Monday, May 19, 2008

The Subway

"I spend most of my time not dying. That's what living is for." - from "Fog" by Frederick Seidel

(From the look of the jacket cover, he's in his mid-sixties--a lot older than me. Despite this, I see no conflict in identifying with him...)

I woke up this morning with a sore throat and the simultaneous determination to poke at it with the elongated cotton swabs that I picked up at the Polish apothecary on my block. This is the same pharmacy where they once sold me two Benzedrine inhalers at once without batting an eye, but now--after purchasing the swabs at the same time as a pill slicer--regard me cautiously, I'm assuming, as a deviant medical fetishist. (It is they who refer to themselves as an apothecary, by the way, rather than me attempting to apply medieval polish [paw-lish] to the tone this post.) I've found that three times out of five I can battle back the onset of a sore throat by jabbing the swab at the pouches near my tonsils to see if I can dislodge the smelly chunks of white blood cell-covered food particles that get sometimes stuck there, piling up and causing problems. (I eat very fast and I have large, open, cavernous tonsils, so I am especially afflicted with--what I assume to be--this common condition.) I admit that I find this activity pleasurable when it bears [fruit] in the same way that I used to (and still do occasionally) enjoy popping zits, when I don't make a big mess of it. This current activity has actually all but taken the place of former, which I think is a healthier and less public form of purgation; a sign I'm growing up maybe.

Unfortunately, the same foresight that prompted me to grant myself thirty minutes of extra sleep this morning prevented me from performing either this operation or the nettypot (nose kettle) evacuation that also sometimes helps--especially in conjunction with the tonsil jabbing, so I was forced to commence my commute knowing I had taken no progressive steps towards forestalling the onset of a potentially involved illness (because a sore throat can indicate anything!). This condition in turn led me towards the obsessive recounting of the various individuals I have encountered over the past four or five days of viral gestation who I know could be responsible for passing their germs onto me. In this respect, there are several social situations that I regard to be unquantifiable for the multitude of individuals of unknown health status present, like large social gatherings, the city pool or the subway, or any time I'm at the library where I work (where I am ever beset), that I am--for the most part, of necessity--able to move past.
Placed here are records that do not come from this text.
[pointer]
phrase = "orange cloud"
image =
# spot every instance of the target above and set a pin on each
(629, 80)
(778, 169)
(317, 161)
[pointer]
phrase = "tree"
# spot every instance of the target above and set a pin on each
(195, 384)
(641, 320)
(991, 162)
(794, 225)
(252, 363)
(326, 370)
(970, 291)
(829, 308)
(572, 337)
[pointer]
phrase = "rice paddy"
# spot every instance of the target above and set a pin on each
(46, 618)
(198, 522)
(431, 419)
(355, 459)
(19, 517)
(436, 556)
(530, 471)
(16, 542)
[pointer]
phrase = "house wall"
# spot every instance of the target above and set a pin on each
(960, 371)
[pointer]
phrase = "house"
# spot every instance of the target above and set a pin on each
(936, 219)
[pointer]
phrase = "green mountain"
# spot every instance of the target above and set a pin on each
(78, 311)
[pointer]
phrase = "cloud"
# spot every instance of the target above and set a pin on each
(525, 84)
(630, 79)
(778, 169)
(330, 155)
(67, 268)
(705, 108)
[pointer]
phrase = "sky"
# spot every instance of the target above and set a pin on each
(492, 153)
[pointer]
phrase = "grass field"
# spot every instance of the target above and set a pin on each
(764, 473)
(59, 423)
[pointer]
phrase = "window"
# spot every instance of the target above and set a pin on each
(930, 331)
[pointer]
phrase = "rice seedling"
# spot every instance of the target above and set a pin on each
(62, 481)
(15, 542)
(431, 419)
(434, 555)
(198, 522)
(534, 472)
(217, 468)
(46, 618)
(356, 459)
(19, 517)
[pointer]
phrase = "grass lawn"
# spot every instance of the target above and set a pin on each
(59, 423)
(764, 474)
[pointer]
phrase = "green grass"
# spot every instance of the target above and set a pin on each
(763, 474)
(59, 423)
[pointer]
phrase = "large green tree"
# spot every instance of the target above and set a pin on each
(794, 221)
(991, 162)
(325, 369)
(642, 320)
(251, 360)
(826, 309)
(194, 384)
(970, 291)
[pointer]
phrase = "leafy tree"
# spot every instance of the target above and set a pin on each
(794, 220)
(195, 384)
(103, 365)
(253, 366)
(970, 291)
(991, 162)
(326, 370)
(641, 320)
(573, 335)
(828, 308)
Nonetheless, there are a few suspects, who will be the subject of my anonymous rage as this sickness progresses, who will remain nameless.

It is this bemused state that prevented me from noticing the woman attending to her bestrollered child more quickly. As I could not see into the stroller from where I was sitting, what I did observe was a scene bearing striking visual resemblance to the teaser pram shot from Rosemary's Baby, which I submit was only slightly less horrifying to me. At the point at which I encountered the pair, the mother was engaged with offering a pacifier to her frustrated child, who--based on both the form of his or her frustration and the strength of his or her arm (which I would thereafter be granted opportunity to measure), I took to be about one year old; preverbal and terribly frustrated by it. Each time the pacifier was offered it would be quickly refused and would seconds later sail into the air and end up on the floor of the car (this was the G-train--notoriously filthy even by MTA standards). Alarmingly, instead of removing the pacifier from service in accordance with her child's wishes, the woman would retrieve the pacifier from the floor, insert it into her own mouth, give it a few brief sucks and then return it to the mouth of her sputtering toddler--presumably to enlist her saliva with the task of disinfection, which, needless to say, I do not feel that it was up to. This act, in which mother and child operated a circuit whose sole purpose seemed to be the removal of filth from the floor of the train, repeated itself over and over as I looked on disgusted until finally I deboarded at the next stop.